I thought, indeed, that there was need to do so, though Erling was in nowise talkative. For if, as was pretty certain, the tale of the coming of Quendritha went round the groups of men at the camp fires, he might say that he had heard of one set adrift from his own land.
So instead of going in at once with the king to the pavilion, I ran down to the lines where the horses were picketed, and found Erling on his way to the supper, which was spread under some trees for our servants. I took him aside and walked out into the open with him.
“Erling,” I said, “do you mind that tale which Thrond tells concerning a damsel set afloat?”
“Ay, more than mind it—I saw it done! She went from our village. I was a well-grown lad of fourteen then. Now I know what you would say. It is the word of Thrond that this Quendritha, whom men fear so, is she. He says so, since you spoke to him.”
“Have you breathed a word thereof to any one?” I asked, with a sort of cold fear coming on me.
I had no mind to die of poison.
“Not likely; here of all places. I mind what that maiden was in the old days. From all accounts she has but held herself back somewhat here. But had you had aught to do with her, I should have warned you, master.”
I set my hand on his shoulder.
“I know you would. Now you will see the queen tomorrow. Tell me, then, if this is indeed she.”
“Ay, I shall know her well enough. What I fear is that she may know me!”
Grim as his voice was, that made me laugh.
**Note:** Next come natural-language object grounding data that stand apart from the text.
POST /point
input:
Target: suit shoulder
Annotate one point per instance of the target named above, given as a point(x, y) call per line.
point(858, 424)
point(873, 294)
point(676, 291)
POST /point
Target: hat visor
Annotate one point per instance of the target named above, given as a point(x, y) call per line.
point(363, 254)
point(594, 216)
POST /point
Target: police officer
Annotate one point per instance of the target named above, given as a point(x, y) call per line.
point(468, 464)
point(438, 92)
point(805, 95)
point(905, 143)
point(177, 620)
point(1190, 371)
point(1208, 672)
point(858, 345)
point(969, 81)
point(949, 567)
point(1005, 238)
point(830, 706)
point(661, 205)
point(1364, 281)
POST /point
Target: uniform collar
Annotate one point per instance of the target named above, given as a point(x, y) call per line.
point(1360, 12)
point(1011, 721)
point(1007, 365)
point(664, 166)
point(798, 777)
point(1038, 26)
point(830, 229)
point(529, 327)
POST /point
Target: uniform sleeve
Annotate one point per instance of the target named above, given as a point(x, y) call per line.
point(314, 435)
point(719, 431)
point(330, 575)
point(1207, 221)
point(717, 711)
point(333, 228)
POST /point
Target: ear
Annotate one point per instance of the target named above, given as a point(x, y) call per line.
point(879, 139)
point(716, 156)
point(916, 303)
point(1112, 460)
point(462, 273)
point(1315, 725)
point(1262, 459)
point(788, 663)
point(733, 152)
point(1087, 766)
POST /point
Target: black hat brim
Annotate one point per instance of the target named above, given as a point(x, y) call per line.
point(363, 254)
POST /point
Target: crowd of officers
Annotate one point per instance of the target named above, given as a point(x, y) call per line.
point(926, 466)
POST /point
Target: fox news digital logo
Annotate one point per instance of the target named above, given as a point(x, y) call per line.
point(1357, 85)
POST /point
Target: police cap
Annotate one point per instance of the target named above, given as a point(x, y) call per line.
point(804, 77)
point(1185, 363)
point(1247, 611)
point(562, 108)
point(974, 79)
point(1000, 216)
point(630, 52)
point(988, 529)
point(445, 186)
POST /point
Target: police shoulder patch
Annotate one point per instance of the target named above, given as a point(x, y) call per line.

“Seeing that you were but a lad when she last set eyes on you—and now you are ten years older than myself, bearded and scarred moreover—I do not fear that for you in the least.”
“Nor will she have need to scan me,” he said. “Of course I need not fear it.”
Then I asked him if he had more of the second sight.
“Naught fresh, master. Only that look on the face of the young king deepens, and ever there is the red line round his neck. I fear for him.”
So did I, but of that we spoke no more. I tried all I knew to fathom that fear of mine, and the most I could do was to make it seem more and more needless and foolish. And presently, when we sat at the table, and I saw the king speaking with the Mercians, and noted their admiring looks at him, and their eagerness to listen to him, I thought that Sighard was right, and that I was frayed with shadows of my own making. I knew enough of men by this time to see that here was no thought of ill toward Ethelbert.
Great was the welcome which Ethelbert of East Anglia had from Offa of Mercia when we reached the great stronghold of Sutton Walls on the next morning, riding there in all state and due array in our best holiday gear, with those Mercian thanes who had met us as escort before and after us. The morning was bright and clear, and I thought I had never seen so fair a procession as this with which the king went to meet his bride.